Control of the New Hampshire Senate in January is up for grabs after primary voters cast ballots for their party’s nominees yesterday. The results provided some clarity to general election races that will define many of the state's political and policy debates over the next two years.
In District 23, one of six seats vacated this year by Republican incumbents, Bill Gannon, a one-term state representative from Rockingham, won 39 percent of the vote to defeat three other candidates for the GOP nomination.
In the general election, Gannon faces another one-term House member, Democratic Rep. Alexis Simpson, for the Senate seat held by Russell Prescott, who is running for Executive Council.
Dan Innis took 34 percent of the vote in a four-way race to win the Republican primary for Senate District 24. The seat has been held by the retiring Nancy Stiles, a Republican, since 2010.
Innis, who lost the 2014 Republican primary for the 1st Congressional District, raised more money than his two closest competitors – mortgage broker Ray Tweedie and businessman Stephen Kenda – combined. He also received outside help from NH Priorities, a PAC created and funded by businessman Peter T. Paul.
Innis will face Rep. Tom Sherman of Rye, who has served two terms in the New Hampshire House.
Scott McGilvray, president of NEA-NH, easily won the Democratic primary for Senate District 16. McGilvray, who is running for elected office for the first time, will face state Rep. Joe Duarte for another open Senate seat vacated by a Republican, David Boutin.
In the Democratic primary for the Senate District 9 seat, Lee Nyquist, an attorney and town moderator in New Boston, took 53 percent of the vote to beat Jeanne Dietsch.
Nyquist will take on incumbent Sen. Andy Sanborn for the third time. Sanborn narrowly defeated Nyquist in 2012, and he took 53 percent of the vote against him 2014.
In Senate District 1, Dorothy “Dolly” McPhaul, an anti-Northern Pass activist, won the GOP primary, beating two-term state Rep. Leon Rideout with just over 52 percent of the vote. She’ll face Democratic incumbent Sen. Jeff Woodburn.
Bob Guida, a former member of the New Hampshire House, is the GOP nominee in Senate District 2, the seat held by gubernatorial candidate Jeanie Forrester. Guida beat state Rep. Brian Gallagher and will face Democrat Charlie Chandler, a retired attorney and former state representative from Warren, in November.
As of midnight, less than one-half of 1 percent separated retired marketing executive Jim Beard and retired nurse Ruth Ward in their battle for GOP nomination for the Senate District 8 seat.
The winner will face John Garvey, an attorney and law professor. The seat has been open since April, when Jerry Little was confirmed as Gov. Maggie Hassan’s nominee for state banking commissioner.
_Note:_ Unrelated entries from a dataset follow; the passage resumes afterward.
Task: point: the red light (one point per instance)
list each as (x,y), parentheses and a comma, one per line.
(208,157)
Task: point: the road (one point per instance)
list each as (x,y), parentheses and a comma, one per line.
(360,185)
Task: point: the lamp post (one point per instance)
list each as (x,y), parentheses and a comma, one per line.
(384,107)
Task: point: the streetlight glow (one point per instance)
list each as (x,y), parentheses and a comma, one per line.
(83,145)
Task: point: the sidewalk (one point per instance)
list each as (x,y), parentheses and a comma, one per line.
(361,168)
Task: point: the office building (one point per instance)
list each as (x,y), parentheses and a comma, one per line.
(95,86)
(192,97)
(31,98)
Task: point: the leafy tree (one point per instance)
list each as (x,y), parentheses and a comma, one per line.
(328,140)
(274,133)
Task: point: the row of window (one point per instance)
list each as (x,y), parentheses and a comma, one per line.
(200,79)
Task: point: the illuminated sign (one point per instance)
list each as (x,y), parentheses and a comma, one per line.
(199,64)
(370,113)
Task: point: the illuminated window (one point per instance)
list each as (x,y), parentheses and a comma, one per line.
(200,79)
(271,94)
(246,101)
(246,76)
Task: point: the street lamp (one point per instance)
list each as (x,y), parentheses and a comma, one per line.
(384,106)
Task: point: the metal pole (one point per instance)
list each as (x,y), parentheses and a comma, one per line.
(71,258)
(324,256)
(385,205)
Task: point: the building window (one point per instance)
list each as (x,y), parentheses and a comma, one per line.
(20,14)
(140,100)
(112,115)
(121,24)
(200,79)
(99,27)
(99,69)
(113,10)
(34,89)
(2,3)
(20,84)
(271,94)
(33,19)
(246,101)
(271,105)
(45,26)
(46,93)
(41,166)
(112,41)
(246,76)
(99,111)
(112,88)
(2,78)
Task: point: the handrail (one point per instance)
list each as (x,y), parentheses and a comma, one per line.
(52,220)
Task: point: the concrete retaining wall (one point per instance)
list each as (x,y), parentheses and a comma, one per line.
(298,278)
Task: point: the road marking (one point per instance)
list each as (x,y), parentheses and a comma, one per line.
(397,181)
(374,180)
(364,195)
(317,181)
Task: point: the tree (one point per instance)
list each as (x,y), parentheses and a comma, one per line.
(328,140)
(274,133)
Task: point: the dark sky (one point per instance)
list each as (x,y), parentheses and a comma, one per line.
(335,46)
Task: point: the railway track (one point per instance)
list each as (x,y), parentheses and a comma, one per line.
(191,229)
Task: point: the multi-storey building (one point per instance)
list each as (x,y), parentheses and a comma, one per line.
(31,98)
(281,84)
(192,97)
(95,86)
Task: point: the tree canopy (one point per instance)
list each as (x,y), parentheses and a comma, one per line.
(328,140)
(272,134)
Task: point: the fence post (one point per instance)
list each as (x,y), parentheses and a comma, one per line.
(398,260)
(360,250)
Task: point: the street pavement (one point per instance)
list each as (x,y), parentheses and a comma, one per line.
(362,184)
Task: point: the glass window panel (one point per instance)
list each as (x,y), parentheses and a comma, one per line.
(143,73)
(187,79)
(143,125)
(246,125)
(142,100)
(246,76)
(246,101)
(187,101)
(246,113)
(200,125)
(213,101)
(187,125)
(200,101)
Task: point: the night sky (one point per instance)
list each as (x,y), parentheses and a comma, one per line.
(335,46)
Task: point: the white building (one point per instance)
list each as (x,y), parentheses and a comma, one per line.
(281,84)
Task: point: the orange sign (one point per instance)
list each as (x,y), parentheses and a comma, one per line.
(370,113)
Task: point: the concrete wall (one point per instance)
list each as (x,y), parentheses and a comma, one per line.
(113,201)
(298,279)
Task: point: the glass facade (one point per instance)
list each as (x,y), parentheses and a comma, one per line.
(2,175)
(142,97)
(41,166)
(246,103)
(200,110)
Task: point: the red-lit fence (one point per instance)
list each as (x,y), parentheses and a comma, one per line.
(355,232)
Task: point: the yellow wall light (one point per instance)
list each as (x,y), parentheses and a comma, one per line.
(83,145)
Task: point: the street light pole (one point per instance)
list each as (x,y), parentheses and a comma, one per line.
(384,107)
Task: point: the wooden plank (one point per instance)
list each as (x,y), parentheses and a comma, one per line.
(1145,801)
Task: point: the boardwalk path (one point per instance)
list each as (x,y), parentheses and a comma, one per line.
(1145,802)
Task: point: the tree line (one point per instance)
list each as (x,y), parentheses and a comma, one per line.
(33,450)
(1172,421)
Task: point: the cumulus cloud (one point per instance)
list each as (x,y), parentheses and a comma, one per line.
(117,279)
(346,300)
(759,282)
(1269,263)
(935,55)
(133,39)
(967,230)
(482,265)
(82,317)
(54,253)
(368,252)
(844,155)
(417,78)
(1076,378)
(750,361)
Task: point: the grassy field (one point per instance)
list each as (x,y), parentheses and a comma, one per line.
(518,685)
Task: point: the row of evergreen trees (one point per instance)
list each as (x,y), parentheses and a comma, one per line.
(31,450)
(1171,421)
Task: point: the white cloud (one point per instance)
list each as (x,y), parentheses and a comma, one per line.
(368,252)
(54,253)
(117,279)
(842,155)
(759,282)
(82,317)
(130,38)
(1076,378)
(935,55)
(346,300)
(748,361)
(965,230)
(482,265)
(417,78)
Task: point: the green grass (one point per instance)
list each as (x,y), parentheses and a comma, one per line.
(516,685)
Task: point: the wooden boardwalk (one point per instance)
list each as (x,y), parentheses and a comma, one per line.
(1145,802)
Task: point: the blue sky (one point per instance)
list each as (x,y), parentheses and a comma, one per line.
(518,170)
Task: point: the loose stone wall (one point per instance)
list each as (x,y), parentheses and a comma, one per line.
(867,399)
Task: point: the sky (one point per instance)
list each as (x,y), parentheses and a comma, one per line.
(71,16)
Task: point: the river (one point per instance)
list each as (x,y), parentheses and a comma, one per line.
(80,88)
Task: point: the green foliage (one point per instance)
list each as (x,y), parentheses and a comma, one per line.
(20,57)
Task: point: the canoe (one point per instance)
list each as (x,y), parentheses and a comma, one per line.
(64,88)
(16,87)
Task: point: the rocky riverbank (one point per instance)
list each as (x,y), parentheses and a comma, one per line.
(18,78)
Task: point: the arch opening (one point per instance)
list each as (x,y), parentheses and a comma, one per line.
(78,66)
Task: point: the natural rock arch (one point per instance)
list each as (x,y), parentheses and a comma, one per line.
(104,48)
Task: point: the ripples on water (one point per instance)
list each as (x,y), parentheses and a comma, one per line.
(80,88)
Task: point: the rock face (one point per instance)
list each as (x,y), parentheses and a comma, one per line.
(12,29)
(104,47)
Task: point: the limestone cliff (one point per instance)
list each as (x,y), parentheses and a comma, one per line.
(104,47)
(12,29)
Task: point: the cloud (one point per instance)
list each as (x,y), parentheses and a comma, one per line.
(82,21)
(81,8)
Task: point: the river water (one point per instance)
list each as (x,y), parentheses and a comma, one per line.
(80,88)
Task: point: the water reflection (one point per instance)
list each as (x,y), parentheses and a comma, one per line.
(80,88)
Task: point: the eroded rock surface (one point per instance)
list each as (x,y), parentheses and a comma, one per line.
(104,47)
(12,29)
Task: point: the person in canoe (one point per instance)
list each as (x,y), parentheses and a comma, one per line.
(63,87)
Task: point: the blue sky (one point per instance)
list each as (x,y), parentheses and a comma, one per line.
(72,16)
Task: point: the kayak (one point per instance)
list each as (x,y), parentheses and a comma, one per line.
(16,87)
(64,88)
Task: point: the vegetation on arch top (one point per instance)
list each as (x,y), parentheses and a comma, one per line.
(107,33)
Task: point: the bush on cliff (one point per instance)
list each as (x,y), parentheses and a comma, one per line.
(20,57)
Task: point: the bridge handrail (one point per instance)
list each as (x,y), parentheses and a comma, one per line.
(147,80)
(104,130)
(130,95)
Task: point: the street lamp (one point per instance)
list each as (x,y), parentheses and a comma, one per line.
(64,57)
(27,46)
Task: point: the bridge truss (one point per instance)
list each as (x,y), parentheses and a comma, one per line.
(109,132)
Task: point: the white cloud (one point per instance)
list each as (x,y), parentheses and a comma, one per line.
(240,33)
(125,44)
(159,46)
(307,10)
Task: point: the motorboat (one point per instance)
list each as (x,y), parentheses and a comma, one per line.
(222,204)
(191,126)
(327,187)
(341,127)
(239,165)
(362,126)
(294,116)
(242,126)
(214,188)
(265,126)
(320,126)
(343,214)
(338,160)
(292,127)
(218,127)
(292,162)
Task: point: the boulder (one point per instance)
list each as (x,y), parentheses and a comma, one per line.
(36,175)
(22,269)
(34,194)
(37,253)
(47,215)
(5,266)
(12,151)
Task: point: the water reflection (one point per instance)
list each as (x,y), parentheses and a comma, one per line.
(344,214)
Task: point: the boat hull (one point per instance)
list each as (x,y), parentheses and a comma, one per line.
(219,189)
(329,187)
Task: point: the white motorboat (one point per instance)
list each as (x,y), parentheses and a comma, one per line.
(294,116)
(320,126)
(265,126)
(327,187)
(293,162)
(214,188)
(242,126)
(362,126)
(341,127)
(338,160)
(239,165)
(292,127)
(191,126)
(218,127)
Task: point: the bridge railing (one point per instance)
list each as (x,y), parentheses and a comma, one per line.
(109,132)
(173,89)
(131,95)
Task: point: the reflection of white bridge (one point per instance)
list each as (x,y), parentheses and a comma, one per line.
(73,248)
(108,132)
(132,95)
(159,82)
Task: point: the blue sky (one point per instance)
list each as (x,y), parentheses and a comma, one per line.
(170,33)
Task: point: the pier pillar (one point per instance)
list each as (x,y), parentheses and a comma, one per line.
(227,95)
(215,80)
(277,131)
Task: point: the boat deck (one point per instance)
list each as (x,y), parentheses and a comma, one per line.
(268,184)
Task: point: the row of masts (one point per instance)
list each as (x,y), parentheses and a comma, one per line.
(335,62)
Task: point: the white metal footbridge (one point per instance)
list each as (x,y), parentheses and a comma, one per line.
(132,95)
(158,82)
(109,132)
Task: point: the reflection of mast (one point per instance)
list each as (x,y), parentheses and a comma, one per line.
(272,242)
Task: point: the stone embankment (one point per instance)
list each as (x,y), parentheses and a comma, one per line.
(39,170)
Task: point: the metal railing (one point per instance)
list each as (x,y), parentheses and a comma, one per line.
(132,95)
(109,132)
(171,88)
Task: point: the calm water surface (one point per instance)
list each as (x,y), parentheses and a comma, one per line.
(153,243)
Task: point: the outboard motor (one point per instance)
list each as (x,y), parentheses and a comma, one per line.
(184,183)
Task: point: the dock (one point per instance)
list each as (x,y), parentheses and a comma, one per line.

Jay Kahn, former vice president for finance and planning at Keene State College, won the Democratic primary for Senate District 10, which had been held by Democrat Molly Kelley since 2006.
Kahn, who had the backing of several labor unions, defeated state Reps. Kris Roberts and Ben Tilton, with more than 63 percent of the vote. He’ll face Chester LaPointe in November.
Ross Terrio appears to have squeaked past former state Rep. George Lambert to win the GOP primary for Senate District 18. The winner will face two-term incumbent Democrat Sen. Donna Soucy, who beat Lambert by six points in 2014.
Executive Council races take shape
In Executive Council contests, attorney Andru Volinsky beat John Shea and Shawn Mickelonis in the Democratic primary for the District 2 seat held by Colin Van Ostern. Shea held the seat from 2006 to 2010.
Volinsky will face Sam Cataldo, a Republican state senator who ran unopposed for the GOP council nomination.
With Councilor Chris Sununu seeking the Republican nomination for governor, the District 3 Executive Councilor is up for grabs. In the GOP primary, five-term State Sen. Russell Prescott beat Rockingham County Commissioner Kevin Coyle.
In the Democratic primary, Salem attorney Beth Roth beat Derry Town Councilor Joshua Bourdon .
Executive Council District 1 incumbent Joe Kenney easily defeated a primary challenge to set up a third general election race against Grafton County Commissioner Mike Cryans, a former banker and executive director of Headrest.
Kenney beat Cryans in a special election to replace former executive councilor Ray Burton in early 2014 and again in November 2014.
Manchester Alderman-At-Large Joseph Levasseur is the Republican nominee for Executive Council District 4. He beat Jim Adams, chair of the advocacy group Granite State Taxpayers, and will face incumbent Democrat Chris Pappas.